Congrats on your baby boy - 6 months flies by, doesn't it?



answers from Dayton on

Hi A.,
My second daughter is 9 months old. She is on stage 2 food and formula but she is small. Born at 3lb 13 oz, she is still in 3-6 clothes. She now eats fruit/ceral in the am with 4-5 oz formula. Lunch is one small jar of fruit and one small jar of vegies, with maybe 2-3 oz formula. Same at dinner except we add cereal to the fruit. We were told this is what she should be eating at this point. Now she does get a bottle sometimes 1 hour after eating her solids with about 2-3 more ounces. I think it all depends on the baby. I don't shove food down my baby's throat but the doctor says now at 9 months, we should be encouraging more and more "solid" foods. The formula will lessen as she eats more solids. Hope that helps. Different for everyone. You know your baby.

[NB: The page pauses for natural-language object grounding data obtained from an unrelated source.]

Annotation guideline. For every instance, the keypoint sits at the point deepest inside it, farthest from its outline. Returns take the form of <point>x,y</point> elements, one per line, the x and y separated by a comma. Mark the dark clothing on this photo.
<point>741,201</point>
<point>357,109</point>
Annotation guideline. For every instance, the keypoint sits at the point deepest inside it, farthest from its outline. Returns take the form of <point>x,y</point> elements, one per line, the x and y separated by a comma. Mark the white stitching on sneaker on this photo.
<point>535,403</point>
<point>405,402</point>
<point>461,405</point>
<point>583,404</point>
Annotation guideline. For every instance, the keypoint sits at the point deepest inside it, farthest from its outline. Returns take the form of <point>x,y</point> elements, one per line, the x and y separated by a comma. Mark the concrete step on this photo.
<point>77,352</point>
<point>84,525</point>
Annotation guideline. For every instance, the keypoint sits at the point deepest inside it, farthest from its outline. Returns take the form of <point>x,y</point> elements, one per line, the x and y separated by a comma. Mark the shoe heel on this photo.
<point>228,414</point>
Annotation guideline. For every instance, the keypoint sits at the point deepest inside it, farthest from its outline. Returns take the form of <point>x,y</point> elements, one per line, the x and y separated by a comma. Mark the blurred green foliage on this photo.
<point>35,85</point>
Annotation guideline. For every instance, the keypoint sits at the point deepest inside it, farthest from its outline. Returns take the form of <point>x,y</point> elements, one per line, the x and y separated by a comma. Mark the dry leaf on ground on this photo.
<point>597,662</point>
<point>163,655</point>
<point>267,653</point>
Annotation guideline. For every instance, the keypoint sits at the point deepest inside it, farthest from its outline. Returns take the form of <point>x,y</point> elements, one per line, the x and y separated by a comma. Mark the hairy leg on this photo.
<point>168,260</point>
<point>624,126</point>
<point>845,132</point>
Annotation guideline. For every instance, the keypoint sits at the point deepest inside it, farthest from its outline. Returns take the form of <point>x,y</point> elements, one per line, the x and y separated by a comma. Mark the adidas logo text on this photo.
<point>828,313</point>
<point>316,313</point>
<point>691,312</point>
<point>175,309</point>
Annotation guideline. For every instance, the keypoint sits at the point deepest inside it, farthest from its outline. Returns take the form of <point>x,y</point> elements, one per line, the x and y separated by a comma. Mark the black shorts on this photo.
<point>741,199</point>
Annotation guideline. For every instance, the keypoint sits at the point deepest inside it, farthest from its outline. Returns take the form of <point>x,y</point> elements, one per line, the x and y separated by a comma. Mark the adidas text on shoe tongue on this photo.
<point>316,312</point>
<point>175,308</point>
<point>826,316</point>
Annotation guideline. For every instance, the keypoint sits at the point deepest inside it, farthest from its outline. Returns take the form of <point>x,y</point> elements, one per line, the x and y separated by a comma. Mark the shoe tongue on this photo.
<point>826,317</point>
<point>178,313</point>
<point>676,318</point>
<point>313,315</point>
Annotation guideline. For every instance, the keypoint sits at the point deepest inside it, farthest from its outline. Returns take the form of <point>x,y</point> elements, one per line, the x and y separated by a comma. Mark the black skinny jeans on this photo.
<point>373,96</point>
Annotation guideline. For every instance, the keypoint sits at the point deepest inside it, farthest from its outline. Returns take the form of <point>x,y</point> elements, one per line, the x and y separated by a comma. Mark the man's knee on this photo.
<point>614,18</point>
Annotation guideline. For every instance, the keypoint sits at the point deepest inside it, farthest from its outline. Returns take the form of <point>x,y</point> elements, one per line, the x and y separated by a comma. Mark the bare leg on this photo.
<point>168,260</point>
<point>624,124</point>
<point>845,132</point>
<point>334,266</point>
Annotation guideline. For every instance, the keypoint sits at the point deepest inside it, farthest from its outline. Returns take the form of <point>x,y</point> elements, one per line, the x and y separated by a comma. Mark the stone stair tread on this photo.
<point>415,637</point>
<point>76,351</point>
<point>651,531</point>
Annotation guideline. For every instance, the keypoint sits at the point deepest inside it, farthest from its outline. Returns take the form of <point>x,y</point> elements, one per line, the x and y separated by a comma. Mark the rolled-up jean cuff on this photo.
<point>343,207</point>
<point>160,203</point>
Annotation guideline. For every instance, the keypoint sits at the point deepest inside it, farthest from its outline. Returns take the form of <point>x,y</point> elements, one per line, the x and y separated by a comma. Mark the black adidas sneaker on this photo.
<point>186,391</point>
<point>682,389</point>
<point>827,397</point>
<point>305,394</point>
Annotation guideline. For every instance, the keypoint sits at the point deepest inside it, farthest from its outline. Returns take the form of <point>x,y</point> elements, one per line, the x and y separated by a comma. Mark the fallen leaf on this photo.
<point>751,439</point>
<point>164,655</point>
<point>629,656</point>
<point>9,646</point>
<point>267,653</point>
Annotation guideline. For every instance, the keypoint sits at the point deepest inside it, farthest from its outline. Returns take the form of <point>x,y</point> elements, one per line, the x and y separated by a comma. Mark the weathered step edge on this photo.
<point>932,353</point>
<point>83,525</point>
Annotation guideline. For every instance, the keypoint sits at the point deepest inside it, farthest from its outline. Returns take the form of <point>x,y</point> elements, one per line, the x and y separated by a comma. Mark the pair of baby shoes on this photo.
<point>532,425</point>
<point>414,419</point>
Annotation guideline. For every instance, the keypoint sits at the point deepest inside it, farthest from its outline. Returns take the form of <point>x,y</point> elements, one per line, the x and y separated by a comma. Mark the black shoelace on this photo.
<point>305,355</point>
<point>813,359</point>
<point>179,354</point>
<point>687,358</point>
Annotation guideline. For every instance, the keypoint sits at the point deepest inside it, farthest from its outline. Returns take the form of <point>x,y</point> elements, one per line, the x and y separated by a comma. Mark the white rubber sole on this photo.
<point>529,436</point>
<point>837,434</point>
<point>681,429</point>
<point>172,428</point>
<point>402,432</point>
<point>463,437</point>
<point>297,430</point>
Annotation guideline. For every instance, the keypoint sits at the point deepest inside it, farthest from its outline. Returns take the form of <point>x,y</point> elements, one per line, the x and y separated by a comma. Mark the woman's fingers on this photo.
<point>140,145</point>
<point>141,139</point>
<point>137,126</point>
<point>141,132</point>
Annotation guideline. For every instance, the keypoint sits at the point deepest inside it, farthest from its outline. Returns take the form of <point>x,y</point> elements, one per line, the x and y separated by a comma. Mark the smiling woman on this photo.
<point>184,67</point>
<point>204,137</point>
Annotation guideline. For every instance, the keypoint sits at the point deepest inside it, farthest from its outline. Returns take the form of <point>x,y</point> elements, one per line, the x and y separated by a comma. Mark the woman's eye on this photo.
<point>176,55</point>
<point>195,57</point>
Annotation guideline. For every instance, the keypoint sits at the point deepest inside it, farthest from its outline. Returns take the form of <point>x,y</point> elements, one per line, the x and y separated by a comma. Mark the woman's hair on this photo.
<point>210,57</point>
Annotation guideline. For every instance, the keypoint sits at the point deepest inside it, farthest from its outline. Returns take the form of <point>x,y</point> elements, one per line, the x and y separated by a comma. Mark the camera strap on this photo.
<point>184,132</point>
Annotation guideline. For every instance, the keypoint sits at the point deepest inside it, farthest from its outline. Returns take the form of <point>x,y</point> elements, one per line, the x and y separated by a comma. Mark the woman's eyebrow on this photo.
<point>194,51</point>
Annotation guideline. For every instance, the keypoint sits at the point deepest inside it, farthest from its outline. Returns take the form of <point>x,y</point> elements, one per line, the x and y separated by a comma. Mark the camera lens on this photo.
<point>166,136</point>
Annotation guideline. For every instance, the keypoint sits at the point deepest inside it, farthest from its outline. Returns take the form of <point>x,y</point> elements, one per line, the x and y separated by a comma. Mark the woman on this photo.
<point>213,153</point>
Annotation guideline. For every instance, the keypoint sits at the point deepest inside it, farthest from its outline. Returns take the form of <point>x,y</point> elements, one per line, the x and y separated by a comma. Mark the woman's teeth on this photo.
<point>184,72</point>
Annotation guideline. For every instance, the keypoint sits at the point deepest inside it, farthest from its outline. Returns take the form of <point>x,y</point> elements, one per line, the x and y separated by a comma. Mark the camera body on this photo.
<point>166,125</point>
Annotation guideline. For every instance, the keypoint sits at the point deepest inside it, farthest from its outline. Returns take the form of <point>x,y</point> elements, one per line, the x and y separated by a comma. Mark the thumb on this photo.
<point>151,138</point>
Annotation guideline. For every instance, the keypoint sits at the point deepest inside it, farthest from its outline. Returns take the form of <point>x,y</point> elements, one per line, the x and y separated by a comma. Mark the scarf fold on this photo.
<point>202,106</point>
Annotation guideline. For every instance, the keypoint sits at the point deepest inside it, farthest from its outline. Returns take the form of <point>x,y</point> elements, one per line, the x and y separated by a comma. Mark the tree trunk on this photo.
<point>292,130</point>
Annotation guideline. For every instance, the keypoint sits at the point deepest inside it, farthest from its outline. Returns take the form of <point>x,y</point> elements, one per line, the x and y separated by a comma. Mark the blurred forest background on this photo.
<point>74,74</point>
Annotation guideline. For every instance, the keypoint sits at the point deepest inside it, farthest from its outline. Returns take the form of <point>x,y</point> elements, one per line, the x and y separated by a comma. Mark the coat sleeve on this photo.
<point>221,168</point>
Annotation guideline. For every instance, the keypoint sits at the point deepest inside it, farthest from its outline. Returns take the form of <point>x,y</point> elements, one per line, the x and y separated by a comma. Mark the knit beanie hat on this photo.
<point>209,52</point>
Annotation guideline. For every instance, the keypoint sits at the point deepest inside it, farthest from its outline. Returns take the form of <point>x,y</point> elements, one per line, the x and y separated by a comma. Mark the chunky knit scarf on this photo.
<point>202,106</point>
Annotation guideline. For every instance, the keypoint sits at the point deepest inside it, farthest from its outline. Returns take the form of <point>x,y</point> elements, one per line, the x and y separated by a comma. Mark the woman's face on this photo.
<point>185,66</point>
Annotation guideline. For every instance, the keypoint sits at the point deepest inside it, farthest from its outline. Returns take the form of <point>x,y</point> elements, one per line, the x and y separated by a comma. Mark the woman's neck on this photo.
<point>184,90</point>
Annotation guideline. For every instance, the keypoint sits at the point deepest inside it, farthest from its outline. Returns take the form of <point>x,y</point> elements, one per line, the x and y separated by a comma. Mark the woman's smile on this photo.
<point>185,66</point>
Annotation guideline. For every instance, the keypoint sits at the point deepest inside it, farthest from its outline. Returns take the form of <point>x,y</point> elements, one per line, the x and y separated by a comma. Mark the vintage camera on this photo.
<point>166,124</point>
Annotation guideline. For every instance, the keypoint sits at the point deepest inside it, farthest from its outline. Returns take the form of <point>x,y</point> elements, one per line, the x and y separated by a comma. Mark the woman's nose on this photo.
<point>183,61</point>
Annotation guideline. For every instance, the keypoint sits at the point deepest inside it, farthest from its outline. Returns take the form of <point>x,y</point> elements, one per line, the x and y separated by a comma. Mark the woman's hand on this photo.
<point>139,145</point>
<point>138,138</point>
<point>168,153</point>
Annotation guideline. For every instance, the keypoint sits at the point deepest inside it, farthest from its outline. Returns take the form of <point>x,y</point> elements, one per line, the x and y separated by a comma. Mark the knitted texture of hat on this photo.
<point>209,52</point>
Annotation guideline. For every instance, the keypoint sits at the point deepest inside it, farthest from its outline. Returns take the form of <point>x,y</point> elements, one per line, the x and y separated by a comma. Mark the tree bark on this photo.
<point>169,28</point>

answers from Cincinnati on

I have a 6 month old son also. He is very interested in foods. We have just started the stage 1 foods. So I have not moved to the stage 2 yet. But when we saw the peditrician last week she said to make sure he gets at least 22 ounces of formula or breastmilk a day.
That is all I can really contribute because I am in a similiar situation.



answers from Cleveland on

Hi A.,
With my daughter I started her on food at 4 months. When she moved onto stage 2 foods I talked with several doctors(peds). For breakfast she would have cereal with formula with friut mixed in or half a jar give or take after the cereal, lunch would be the rest of the fruit veggies, she loved the mixed ones, dinner would be about the same. You just have to remember that your child should be eating food for all 3 meals and that the amount of form./bm will go down some, for snack I would give her the fruit/veggie wheel or the fruit/veggie puffs, all of them are in the baby food isle. But if they don't get the proper amount of food vs form/bm they won't get absolutely everything. Honestly, if you're even just curious you can always just call your health department clinic and they will give you the AVERAGE amount of food a child your age should be eating, whereas your doc will tell you what HE expects your child to eat, and if your child is not eating that amount you'll end up worrying, but if you have the average you'll know that youre still the great mom that you are. Every child is different and eat at different rates, my daughter loved food and drank her bottle VERY SLOWLY and would never finish it, I'm not sure but I believe that your child can even be give juice-gerber is great with their little bottles and it doesn't have as mush sugar. Overall when it comes to feeding a child you have to take the cluse from that child if you think that he/she's not eating enough and drinking alot still switch it up, but the more food consumed the less he/she will need. A baby's stomach can not hold the food AND the same amount of form/bm at the same time, if you give more food give less form/bm vice versa. Remeber, you are the mother and in my opinion mom's know best:)!



answers from Cincinnati on

Each kid is different so you need to take cues from them. I have a 6 month old son who is eating stage 2's but he started cereal at 3 months. I could tell the stage 1's weren't enough for him so that's why I moved him up. If he's satisfied with stage 1, keep him on that. There's no "right" amount to feed a baby, they let you know what they need. Good luck!